The transformation from untrimmed to trimmed timestamps is very simple, it's usually trimmed = untrimmed - 2112.

So is the new behaviour a bug? The fact that if you decode to LPCM and correctly follow the trim instructions, then you should still get the same audio, leads me believe the change was intentional (NB: I haven't yet personally confirmed the LPCM samples are the same).

However, the documentation says:

A value of nil for outputSettings configures the output to vend samples in their original format as stored by the specified track.

I don't think you can both discard packets [even the first one, which is basically a constant] and claim to be vending samples in their "original format", so from this point of view I think the change has a bug-like quality.

I also think it's an unfortunate change as I used to consider nil outputSettings AVAssetReader to be a sort of "raw" mode, but now it assumes your only use case is decoding to LPCM.

There's only one thing that could downgrade "unfortunate" to "serious bug", and that's if this new "let's pretend the first AAC packet doesn't exist" approach extends to files created with AVAssetWriter because that would break interoperability with non-AVAssetReader code, where the number of frames to trim has congealed to a constant 2112 frames. I also haven't personally confirmed this. Do you have a file created with the above sample buffers that you can share?

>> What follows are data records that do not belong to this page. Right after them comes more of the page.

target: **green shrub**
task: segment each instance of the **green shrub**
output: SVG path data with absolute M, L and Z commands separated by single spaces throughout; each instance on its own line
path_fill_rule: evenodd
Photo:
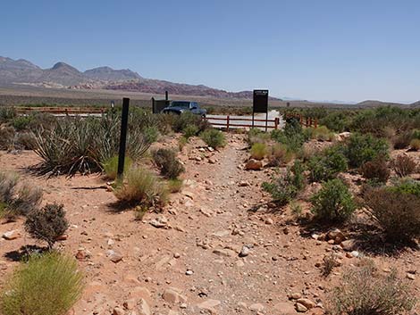
M 416 294 L 394 269 L 381 274 L 373 262 L 347 269 L 328 296 L 332 315 L 406 314 L 416 305 Z
M 334 178 L 340 172 L 348 169 L 348 160 L 338 145 L 323 150 L 309 158 L 307 162 L 309 180 L 320 182 Z
M 280 166 L 282 163 L 289 163 L 293 158 L 293 153 L 287 150 L 282 144 L 274 144 L 267 149 L 268 165 Z
M 68 228 L 64 206 L 57 203 L 49 203 L 42 209 L 30 211 L 25 221 L 26 231 L 32 237 L 46 242 L 50 250 Z
M 405 178 L 416 171 L 417 163 L 409 156 L 399 155 L 391 162 L 391 167 L 399 177 Z
M 178 161 L 176 154 L 170 149 L 158 149 L 152 152 L 155 164 L 166 178 L 175 179 L 185 171 L 184 166 Z
M 129 170 L 132 165 L 132 160 L 130 156 L 124 159 L 124 171 Z M 102 168 L 106 175 L 106 178 L 113 180 L 117 178 L 118 173 L 118 155 L 114 155 L 102 162 Z
M 303 166 L 300 162 L 288 169 L 285 175 L 273 178 L 271 182 L 264 182 L 263 190 L 269 193 L 274 203 L 280 206 L 286 205 L 298 195 L 304 187 Z
M 270 140 L 270 134 L 257 128 L 251 128 L 248 132 L 248 143 L 249 145 L 259 143 L 264 144 Z
M 386 183 L 391 175 L 388 164 L 382 158 L 366 162 L 362 164 L 359 171 L 365 178 L 377 183 Z
M 13 148 L 15 130 L 13 127 L 0 127 L 0 150 Z
M 178 193 L 182 188 L 183 180 L 182 179 L 169 179 L 168 180 L 168 189 L 170 193 Z
M 386 140 L 372 135 L 352 134 L 348 139 L 345 153 L 350 166 L 360 167 L 377 158 L 387 159 L 389 145 Z
M 208 146 L 214 149 L 226 145 L 223 133 L 217 129 L 206 129 L 200 134 L 200 137 Z
M 42 159 L 40 174 L 72 176 L 102 171 L 102 162 L 118 154 L 121 121 L 104 116 L 88 119 L 67 117 L 54 128 L 37 133 L 35 153 Z M 127 155 L 136 160 L 150 146 L 136 125 L 129 125 Z
M 249 150 L 251 158 L 255 160 L 263 160 L 267 153 L 267 146 L 264 143 L 255 143 Z
M 121 203 L 134 206 L 162 207 L 167 201 L 166 187 L 150 171 L 131 168 L 114 190 Z
M 199 132 L 198 127 L 196 125 L 188 125 L 182 130 L 182 133 L 184 134 L 184 137 L 187 139 L 190 138 L 191 137 L 197 136 L 198 132 Z
M 415 194 L 409 193 L 410 190 Z M 383 229 L 389 242 L 407 242 L 420 236 L 419 193 L 420 185 L 410 187 L 404 184 L 391 188 L 370 188 L 364 194 L 372 217 Z
M 69 256 L 49 253 L 21 263 L 1 295 L 7 315 L 64 315 L 81 296 L 83 275 Z
M 412 150 L 419 151 L 420 150 L 420 139 L 413 139 L 410 141 L 410 147 Z
M 325 221 L 343 221 L 356 210 L 356 203 L 347 186 L 340 179 L 323 183 L 321 190 L 311 198 L 312 212 Z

p.s. I don't think your input sample buffers are relevant here, I think you'd lose the first packet reading from any AAC file. However your input sample buffers seem slightly unusual in that they have hosttime [capture session?] style timestamps, yet are AAC, and only have one packet per sample buffer, which isn't very many and seems like a lot of overhead for 23ms of audio. Are you creating them them yourself in an AVCaptureSession -> AVAudioConverter chain?